Hi,
I wonder if:
drivers/usb/core/devio.c:86
#define MAX_USBFS_BUFFER_SIZE 16384
is some random, or outdated limit or if there really is some code path that could
not handle bigger URBs.
For performance reasons I would like to use bigger packages for an image
aquisition device.
Yours,
--
René Rebe - Rubensstr. 64 - 12157 Berlin (Europe / Germany)
http://www.exactcode.de | http://www.t2-project.org
+49 (0)30 255 897 45
Am Mittwoch, 1. März 2006 21:16 schrieb René Rebe:
> Hi,
>
> I wonder if:
>
> drivers/usb/core/devio.c:86
> #define MAX_USBFS_BUFFER_SIZE 16384
>
> is some random, or outdated limit or if there really is some code path that could
> not handle bigger URBs.
We are nice to the VM. 16384 is optimistic anyway. You cannot expect
to repeatedly and reliably allocate larger buffers.
Regards
Oliver
On Wed, Mar 01, 2006 at 09:16:25PM +0100, Ren?? Rebe wrote:
> Hi,
>
> I wonder if:
>
> drivers/usb/core/devio.c:86
> #define MAX_USBFS_BUFFER_SIZE 16384
>
> is some random, or outdated limit or if there really is some code path that could
> not handle bigger URBs.
>
> For performance reasons I would like to use bigger packages for an image
> aquisition device.
Why not just send down 2 urbs with that size then, that would keep the
pipe quite full.
thanks,
greg k-h
Hi,
On Wednesday 01 March 2006 22:32, Greg KH wrote:
> On Wed, Mar 01, 2006 at 09:16:25PM +0100, Ren?? Rebe wrote:
> > Hi,
> >
> > I wonder if:
> >
> > drivers/usb/core/devio.c:86
> > #define MAX_USBFS_BUFFER_SIZE 16384
> >
> > is some random, or outdated limit or if there really is some code path that could
> > not handle bigger URBs.
> >
> > For performance reasons I would like to use bigger packages for an image
> > aquisition device.
>
> Why not just send down 2 urbs with that size then, that would keep the
> pipe quite full.
Because that requires even more modifications to libusb and sane (i_usb) ...
So, queing alot URBs is the recommended way to sustain the bus? Allowing
way bigger buffers will not be realistic?
Yours,
--
Ren? Rebe - Rubensstr. 64 - 12157 Berlin (Europe / Germany)
http://www.exactcode.de | http://www.t2-project.org
+49 (0)30 255 897 45
On Wed, Mar 01, 2006 at 10:42:35PM +0100, Ren? Rebe wrote:
> Hi,
>
> On Wednesday 01 March 2006 22:32, Greg KH wrote:
> > On Wed, Mar 01, 2006 at 09:16:25PM +0100, Ren?? Rebe wrote:
> > > Hi,
> > >
> > > I wonder if:
> > >
> > > drivers/usb/core/devio.c:86
> > > #define MAX_USBFS_BUFFER_SIZE 16384
> > >
> > > is some random, or outdated limit or if there really is some code path that could
> > > not handle bigger URBs.
> > >
> > > For performance reasons I would like to use bigger packages for an image
> > > aquisition device.
> >
> > Why not just send down 2 urbs with that size then, that would keep the
> > pipe quite full.
>
> Because that requires even more modifications to libusb and sane (i_usb) ...

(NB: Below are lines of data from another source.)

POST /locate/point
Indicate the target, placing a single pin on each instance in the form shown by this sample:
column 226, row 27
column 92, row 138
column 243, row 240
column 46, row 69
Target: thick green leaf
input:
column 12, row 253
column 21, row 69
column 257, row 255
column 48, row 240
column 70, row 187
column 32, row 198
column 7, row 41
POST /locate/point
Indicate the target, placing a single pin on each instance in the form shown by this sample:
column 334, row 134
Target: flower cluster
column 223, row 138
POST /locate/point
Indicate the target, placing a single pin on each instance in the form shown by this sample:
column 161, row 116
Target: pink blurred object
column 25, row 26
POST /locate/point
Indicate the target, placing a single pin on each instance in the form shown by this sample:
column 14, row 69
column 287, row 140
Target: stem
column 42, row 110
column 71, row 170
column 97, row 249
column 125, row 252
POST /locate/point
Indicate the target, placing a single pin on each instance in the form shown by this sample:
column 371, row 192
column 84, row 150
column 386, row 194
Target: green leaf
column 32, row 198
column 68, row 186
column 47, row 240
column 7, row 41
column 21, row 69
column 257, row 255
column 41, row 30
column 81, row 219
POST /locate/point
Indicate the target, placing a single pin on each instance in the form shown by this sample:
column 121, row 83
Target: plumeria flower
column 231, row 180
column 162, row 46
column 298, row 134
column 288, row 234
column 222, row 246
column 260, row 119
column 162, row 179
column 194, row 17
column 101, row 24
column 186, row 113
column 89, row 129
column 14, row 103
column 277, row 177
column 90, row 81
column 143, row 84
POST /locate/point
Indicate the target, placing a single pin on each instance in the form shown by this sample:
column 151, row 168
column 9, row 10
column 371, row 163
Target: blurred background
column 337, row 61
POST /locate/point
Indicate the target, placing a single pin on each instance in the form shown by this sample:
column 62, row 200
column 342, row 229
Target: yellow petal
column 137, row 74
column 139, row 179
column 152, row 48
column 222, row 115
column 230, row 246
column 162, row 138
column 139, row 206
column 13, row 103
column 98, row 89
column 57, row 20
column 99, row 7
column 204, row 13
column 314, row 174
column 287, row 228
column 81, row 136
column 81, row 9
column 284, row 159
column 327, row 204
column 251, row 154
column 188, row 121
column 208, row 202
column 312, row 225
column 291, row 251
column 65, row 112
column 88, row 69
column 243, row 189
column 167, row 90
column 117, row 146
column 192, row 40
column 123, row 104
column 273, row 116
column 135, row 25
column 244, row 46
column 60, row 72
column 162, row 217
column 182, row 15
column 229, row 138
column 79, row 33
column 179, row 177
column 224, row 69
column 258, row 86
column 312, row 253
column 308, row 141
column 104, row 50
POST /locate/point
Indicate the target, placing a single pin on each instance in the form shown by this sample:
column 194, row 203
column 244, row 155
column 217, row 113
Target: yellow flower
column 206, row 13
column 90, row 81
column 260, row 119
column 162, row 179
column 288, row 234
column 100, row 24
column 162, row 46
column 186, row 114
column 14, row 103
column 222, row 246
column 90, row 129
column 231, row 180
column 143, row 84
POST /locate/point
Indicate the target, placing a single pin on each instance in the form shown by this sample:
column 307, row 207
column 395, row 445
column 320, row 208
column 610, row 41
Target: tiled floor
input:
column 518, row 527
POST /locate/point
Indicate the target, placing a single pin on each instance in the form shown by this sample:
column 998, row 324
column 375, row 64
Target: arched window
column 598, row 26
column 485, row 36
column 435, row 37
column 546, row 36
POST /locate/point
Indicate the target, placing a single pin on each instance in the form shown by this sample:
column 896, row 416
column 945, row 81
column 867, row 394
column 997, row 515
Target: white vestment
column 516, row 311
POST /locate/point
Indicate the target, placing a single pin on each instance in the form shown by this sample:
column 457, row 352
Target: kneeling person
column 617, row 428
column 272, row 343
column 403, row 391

No, do it in your application I mean.
> So, queing alot URBs is the recommended way to sustain the bus? Allowing
> way bigger buffers will not be realistic?
16Kb is "way big" in the USB scheme of things aready. Look at the size
of your endpoint. It's probably _very_ small compared to that. So no,
larger buffer sizes is not realistic at all.
thanks,
greg k-h
On Wed, Mar 01, 2006 at 01:54:23PM -0800, Greg KH wrote:
> On Wed, Mar 01, 2006 at 10:42:35PM +0100, Ren? Rebe wrote:
> > So, queing alot URBs is the recommended way to sustain the bus? Allowing
> > way bigger buffers will not be realistic?
>
> 16Kb is "way big" in the USB scheme of things aready. Look at the size
> of your endpoint. It's probably _very_ small compared to that. So no,
> larger buffer sizes is not realistic at all.
As a data point, I have traces of a scanner session including a
download of a 26Mb binary image using 524288 bytes logical blocks
physically transferred with 61440 bytes bulk_in frames. Seems stable
enough. IIRC the scanner-side controller chip has some advanced
buffering just to handle that kind of bandwidth.
ISTR a preliminary linux userland driver using libusb having problems
keeping up with the scanner too. May very well have been an issue
with the driver itself though, so I wouldn't read too much into that.
OG.
On Wed, Mar 01, 2006 at 11:34:30PM +0100, Olivier Galibert wrote:
> On Wed, Mar 01, 2006 at 01:54:23PM -0800, Greg KH wrote:
> > On Wed, Mar 01, 2006 at 10:42:35PM +0100, Ren? Rebe wrote:
> > > So, queing alot URBs is the recommended way to sustain the bus? Allowing
> > > way bigger buffers will not be realistic?
> >
> > 16Kb is "way big" in the USB scheme of things aready. Look at the size
> > of your endpoint. It's probably _very_ small compared to that. So no,
> > larger buffer sizes is not realistic at all.
>
> As a data point, I have traces of a scanner session including a
> download of a 26Mb binary image using 524288 bytes logical blocks
> physically transferred with 61440 bytes bulk_in frames. Seems stable
> enough. IIRC the scanner-side controller chip has some advanced
> buffering just to handle that kind of bandwidth.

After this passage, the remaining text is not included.